Craft Beer's Not-So-Micro Future | The Source Weekly - Bend, Oregon

Craft Beer's Not-So-Micro Future

Looking back at four years of writing about beer at the Source

Craft Beer's Not-So-Micro Future
Photo by Kevin Gifford
Good craft beer will never go out of style.

This week marks my final beer column for the Source. After just over four years, I move out of Central Oregon and move on in my career. (I could keep on writing this section, but it would start talking a lot more about Japan and Vermont than Bend, and my editor would likely complain.)
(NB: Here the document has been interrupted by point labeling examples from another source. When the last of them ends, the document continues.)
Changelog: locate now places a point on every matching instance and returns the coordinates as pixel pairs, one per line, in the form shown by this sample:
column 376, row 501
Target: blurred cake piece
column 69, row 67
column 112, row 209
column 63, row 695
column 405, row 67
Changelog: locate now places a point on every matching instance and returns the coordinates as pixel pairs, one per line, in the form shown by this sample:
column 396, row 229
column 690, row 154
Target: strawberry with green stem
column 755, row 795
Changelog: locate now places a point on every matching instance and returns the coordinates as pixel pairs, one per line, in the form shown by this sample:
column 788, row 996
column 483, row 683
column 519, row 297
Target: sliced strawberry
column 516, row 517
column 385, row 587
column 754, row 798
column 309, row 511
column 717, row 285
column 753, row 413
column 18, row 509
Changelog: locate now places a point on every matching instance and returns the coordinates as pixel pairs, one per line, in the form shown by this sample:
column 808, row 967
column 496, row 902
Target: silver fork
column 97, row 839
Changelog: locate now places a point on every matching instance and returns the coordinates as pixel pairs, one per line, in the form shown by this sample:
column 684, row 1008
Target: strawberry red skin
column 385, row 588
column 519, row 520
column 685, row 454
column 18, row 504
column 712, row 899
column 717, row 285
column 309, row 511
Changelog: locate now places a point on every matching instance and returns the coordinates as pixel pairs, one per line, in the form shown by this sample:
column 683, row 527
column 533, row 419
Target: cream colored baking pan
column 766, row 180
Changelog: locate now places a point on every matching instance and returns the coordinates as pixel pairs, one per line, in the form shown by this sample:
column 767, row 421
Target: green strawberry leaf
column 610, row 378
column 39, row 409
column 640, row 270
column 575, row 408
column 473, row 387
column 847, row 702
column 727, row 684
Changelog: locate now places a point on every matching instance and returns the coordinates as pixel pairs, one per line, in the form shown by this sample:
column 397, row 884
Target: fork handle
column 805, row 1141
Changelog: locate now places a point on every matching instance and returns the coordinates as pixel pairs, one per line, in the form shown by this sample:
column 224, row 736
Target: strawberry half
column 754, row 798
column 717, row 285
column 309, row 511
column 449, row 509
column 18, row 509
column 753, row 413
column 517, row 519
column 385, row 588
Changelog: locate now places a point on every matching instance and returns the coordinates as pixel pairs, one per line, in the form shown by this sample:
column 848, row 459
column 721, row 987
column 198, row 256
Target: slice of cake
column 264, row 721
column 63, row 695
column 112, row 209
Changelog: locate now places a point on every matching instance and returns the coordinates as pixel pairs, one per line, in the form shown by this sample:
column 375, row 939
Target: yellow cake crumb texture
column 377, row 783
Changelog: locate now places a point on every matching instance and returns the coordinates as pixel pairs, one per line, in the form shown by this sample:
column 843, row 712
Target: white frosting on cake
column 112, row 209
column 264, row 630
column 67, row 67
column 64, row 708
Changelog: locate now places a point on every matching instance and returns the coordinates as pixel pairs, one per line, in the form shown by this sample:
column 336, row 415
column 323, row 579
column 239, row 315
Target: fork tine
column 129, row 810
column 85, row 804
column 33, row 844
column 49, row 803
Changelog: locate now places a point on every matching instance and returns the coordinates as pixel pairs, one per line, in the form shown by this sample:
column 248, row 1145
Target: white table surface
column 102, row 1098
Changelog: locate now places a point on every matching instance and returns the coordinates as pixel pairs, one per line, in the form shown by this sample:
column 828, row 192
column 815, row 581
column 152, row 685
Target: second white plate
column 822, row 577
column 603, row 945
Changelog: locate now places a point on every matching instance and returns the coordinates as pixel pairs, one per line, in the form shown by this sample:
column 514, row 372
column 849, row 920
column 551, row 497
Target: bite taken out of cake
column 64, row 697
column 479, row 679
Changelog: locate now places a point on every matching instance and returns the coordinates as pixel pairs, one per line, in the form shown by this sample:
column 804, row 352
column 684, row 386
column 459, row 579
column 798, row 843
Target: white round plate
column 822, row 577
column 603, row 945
Since I took the column over in 2014, the number of breweries in the United States has doubled from around 3,500 to over 7,000, according to Brewers Association figures. Overall beer sales in America have slipped slightly, but craft keeps on growing, with nearly 25 million barrels sold in 2017—forming 12.7 percent of the market by volume, up from 5 percent in 2010. Some 83 percent of drinking-age Americans now live within 10 miles of a brewery. If craft beer is supposed to be a "revolution," it's clear the war is long over.

So since I won't be around to write this column any longer, it's time to guess what beer will be like when I'm gone. How's the future of craft going to unfold? Here are some predictions about what your scene will look like over the next four years:

The decline of regional brands. As more and more breweries open in Oregon and elsewhere, consumers now have so many great local options to pick from that loyalty to a particular large-scale brand will become rarer. As shown by Deschutes Brewery's retooling of their long-planned Virginia expansion earlier this year, the larger craft outfits will need to compensate in order to deal with this overload of choices.

A return to simplicity. With all these options comes a certain level of fatigue—beer drinkers can only take so many barrel-aged, high-ABV monsters before their heads begin to spin. Man cannot live on imperial IPA alone, and a good lager or session beer along the lines of Bachelor Bitter will become essential to any brewery that wants to solidify growth for itself.

More intimacy between beer and drinker. If craft beer's succeeded at all in the U.S., it's because the industry's educated consumers about what they drink, showing that beer is so much more diverse than Bud Light would suggest. As craft grows ever more local and street-level, more places like De Garde or The Ale Apothecary will rise up, boasting local ingredients that truly tie the beer to the area it's made.

Editor's Note: An ode to Kevin Gifford!

Craft Beer's Not-So-Micro Future
Submitted
The Source says goodbye to Kevin Gifford

Gifford's been writing this column longer than I've been sitting in this esteemed editor's chair—and there's no doubt our team is sad to see him go. I like to tell the story of the time he freelanced for Willamette Week's Beer Guide earlier this year, when the culture editor over there told me, in reference to his writing and expertise, that, "Kevin Gifford is a god." I responded by telling him in no uncertain terms that he wasn't allowed to steal Gifford from us—but I guess Japan gets to steal him instead. Best of luck and cheers to you, Kevin!